For vegan athletes, the restrictions are higher, as they can’t consume dairy and eggs. Therefore, in addition to the above-mentioned foods, most beneficial for them are forms of creatine that are synthesized from sarcosine and cyanamide (47), (48).
This does not contain any animal by-products and is vegan friendly.
Summary: Plant foods containing arginine, methionine, and glycine can be a great source of creatine, as the body can produce creatine with these amino acids. They can be vegan friendly and help meet the nutritional requirement.
The 10 Different Types of Creatine Supplements
Over the years, many other forms have been formulated, claiming their superiority over the monohydrate form. However, the evidence is still lacking in that regard.

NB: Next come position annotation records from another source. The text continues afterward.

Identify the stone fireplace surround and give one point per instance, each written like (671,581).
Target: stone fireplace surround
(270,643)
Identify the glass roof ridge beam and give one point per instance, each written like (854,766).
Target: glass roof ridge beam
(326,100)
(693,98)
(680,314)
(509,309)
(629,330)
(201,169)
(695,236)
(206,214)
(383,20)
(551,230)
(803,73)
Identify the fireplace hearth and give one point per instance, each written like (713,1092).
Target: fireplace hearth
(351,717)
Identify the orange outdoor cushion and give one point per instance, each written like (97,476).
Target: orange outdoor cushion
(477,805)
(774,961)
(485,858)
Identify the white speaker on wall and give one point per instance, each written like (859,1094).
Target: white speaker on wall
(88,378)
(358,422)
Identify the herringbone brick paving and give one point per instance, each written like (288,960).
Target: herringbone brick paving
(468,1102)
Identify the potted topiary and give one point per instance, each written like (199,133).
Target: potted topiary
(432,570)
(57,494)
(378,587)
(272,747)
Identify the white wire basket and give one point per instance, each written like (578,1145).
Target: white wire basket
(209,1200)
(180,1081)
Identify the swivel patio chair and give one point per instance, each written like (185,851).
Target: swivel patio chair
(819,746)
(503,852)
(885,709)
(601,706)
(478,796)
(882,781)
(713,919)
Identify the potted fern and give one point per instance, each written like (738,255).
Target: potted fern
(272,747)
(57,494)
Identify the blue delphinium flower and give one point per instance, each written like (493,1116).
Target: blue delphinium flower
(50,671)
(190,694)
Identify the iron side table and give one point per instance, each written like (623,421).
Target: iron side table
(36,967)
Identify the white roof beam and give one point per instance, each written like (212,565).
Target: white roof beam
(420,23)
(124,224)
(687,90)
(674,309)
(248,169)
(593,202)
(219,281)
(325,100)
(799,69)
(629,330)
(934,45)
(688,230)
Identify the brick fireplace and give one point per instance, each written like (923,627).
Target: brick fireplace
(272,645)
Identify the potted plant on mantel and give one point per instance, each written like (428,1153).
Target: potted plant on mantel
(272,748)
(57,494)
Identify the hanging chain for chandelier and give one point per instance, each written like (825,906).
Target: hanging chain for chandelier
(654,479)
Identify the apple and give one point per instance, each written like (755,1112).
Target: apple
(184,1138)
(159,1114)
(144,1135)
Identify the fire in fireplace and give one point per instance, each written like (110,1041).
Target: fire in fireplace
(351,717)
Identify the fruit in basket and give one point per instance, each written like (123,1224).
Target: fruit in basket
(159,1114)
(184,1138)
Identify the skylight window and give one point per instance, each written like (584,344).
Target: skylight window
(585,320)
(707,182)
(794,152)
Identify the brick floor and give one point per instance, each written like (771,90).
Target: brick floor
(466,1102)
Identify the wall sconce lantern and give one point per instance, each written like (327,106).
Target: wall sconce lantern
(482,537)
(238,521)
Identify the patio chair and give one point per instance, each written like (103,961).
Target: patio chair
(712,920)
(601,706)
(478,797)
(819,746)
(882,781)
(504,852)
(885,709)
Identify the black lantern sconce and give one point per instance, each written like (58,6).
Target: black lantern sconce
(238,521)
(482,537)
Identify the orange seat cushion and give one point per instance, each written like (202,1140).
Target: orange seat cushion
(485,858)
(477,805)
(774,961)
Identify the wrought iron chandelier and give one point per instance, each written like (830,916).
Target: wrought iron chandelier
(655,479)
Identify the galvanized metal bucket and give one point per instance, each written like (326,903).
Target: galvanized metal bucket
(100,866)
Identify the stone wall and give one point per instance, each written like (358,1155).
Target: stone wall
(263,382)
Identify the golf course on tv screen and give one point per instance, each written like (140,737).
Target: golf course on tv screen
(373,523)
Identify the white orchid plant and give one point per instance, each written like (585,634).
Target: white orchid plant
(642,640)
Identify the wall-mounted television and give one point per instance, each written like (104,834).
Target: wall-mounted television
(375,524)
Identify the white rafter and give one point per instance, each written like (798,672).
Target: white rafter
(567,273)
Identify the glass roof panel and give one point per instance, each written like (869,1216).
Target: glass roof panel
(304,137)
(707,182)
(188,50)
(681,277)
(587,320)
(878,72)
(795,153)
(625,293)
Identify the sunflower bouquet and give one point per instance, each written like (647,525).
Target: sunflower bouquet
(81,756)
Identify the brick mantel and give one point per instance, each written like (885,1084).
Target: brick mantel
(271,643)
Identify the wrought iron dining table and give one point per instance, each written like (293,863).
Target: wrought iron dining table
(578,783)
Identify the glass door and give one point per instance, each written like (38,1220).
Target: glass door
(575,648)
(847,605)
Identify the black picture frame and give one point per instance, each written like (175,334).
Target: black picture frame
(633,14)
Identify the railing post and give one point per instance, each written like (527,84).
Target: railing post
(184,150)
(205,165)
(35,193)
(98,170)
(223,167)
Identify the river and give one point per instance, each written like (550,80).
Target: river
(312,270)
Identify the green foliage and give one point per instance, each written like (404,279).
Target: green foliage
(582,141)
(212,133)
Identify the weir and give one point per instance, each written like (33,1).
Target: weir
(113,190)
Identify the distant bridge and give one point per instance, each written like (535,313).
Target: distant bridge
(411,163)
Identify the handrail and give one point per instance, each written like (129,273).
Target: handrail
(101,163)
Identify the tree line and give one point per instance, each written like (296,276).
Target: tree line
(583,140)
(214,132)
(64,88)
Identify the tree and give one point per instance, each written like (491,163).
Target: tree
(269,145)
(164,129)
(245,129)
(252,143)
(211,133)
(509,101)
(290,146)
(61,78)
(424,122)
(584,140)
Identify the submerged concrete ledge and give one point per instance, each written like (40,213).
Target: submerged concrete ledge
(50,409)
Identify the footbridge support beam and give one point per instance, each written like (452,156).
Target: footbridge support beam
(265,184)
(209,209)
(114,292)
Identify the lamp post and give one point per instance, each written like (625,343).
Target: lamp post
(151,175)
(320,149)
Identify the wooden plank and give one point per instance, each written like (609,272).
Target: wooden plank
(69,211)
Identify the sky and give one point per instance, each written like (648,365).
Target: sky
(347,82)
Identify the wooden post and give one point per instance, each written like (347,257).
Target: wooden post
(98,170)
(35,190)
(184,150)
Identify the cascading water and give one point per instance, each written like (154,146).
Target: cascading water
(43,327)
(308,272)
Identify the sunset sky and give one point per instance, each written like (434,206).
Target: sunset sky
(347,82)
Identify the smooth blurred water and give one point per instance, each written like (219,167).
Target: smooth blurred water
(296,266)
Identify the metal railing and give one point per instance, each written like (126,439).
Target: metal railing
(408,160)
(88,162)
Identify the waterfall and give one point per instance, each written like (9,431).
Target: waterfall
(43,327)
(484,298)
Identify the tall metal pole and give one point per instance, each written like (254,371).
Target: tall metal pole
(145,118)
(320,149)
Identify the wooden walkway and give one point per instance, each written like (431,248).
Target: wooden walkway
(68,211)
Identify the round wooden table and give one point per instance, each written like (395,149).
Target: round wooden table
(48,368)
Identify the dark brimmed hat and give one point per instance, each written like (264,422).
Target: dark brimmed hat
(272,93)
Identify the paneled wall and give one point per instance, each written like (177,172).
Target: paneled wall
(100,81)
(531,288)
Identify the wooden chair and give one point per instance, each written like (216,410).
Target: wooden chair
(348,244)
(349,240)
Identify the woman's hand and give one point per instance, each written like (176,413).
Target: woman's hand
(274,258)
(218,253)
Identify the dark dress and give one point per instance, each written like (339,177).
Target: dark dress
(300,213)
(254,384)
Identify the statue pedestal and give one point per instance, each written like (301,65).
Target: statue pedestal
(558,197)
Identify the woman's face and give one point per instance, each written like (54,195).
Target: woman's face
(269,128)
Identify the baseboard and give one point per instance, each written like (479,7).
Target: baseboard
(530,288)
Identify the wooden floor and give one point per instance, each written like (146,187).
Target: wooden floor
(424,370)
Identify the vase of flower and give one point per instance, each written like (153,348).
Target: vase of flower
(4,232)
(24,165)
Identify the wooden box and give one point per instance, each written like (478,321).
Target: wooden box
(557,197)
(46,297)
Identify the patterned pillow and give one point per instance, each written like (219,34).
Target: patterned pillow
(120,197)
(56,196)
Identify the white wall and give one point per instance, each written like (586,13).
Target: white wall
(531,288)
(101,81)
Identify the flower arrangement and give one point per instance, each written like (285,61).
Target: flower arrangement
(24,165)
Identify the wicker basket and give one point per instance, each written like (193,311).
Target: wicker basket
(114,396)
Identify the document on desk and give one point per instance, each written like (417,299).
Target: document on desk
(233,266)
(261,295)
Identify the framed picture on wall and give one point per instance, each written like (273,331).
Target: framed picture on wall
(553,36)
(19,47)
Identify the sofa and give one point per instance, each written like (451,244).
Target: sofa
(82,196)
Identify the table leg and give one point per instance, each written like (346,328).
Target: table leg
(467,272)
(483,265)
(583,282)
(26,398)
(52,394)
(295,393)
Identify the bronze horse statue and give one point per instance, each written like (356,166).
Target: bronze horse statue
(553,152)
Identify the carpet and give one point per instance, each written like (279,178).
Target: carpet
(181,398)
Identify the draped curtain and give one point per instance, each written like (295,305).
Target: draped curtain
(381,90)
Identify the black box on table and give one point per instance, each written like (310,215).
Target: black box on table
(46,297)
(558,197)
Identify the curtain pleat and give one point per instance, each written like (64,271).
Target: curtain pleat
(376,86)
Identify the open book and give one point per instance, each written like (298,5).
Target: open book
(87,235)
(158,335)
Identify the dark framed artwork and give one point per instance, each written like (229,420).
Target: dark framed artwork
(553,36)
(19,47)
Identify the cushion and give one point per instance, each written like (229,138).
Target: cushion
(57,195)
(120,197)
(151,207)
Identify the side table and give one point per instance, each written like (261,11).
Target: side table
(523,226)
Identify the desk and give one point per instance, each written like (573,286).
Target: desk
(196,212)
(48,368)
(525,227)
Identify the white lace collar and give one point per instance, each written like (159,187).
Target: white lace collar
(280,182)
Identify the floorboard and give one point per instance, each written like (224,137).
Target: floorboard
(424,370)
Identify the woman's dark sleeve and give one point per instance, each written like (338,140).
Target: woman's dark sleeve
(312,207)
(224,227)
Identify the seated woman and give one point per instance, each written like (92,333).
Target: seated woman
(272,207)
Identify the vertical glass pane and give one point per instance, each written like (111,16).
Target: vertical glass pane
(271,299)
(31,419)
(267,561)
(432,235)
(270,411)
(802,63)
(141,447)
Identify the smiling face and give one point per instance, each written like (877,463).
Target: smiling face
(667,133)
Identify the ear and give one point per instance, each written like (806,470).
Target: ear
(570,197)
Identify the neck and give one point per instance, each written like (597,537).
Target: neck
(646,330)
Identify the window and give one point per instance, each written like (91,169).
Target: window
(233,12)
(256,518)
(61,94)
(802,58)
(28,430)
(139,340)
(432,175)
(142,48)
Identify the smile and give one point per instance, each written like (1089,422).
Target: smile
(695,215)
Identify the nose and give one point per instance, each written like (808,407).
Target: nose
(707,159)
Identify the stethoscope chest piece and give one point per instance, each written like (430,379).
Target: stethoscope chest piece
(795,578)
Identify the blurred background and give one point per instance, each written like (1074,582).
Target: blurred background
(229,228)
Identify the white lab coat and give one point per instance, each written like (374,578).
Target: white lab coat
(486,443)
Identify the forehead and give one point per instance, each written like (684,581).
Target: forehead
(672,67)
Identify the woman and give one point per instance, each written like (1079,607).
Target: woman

Let’s take a look at the common forms:
This form of creatine has shown the most scientific effects of creatine. Creatine monohydrate has the best safety record, widely available, most effective, and has the lowest price (50).
In creatine hydrochloride (HCL), a creatine molecule is bound with hydrochloric acid. This is believed to enhance its solubility and the speed at which it is absorbed.
A study conducted in Nebraska, USA, confirmed its solubility 38 times better than the monohydrate form. However, published experiments do not confirm the same (51).
Creatine Ethyl Ester
Creatine Ethyl Ester Malate
Creatine ethyl ester malate is formed by adding malate to creatine ethyl ester. It is believed to have quicker absorption and better utilization, however, its confirmation awaits more studies (54).
This is believed to be the new best creatine formula on the market. The gluconate molecule that is attached to creatine is a fast-acting carbohydrate that leads to the transportation of creatine into the muscle cells rapidly.
However, the gluconate molecule has shown to cause an insulin spike which can be a limiting factor for many.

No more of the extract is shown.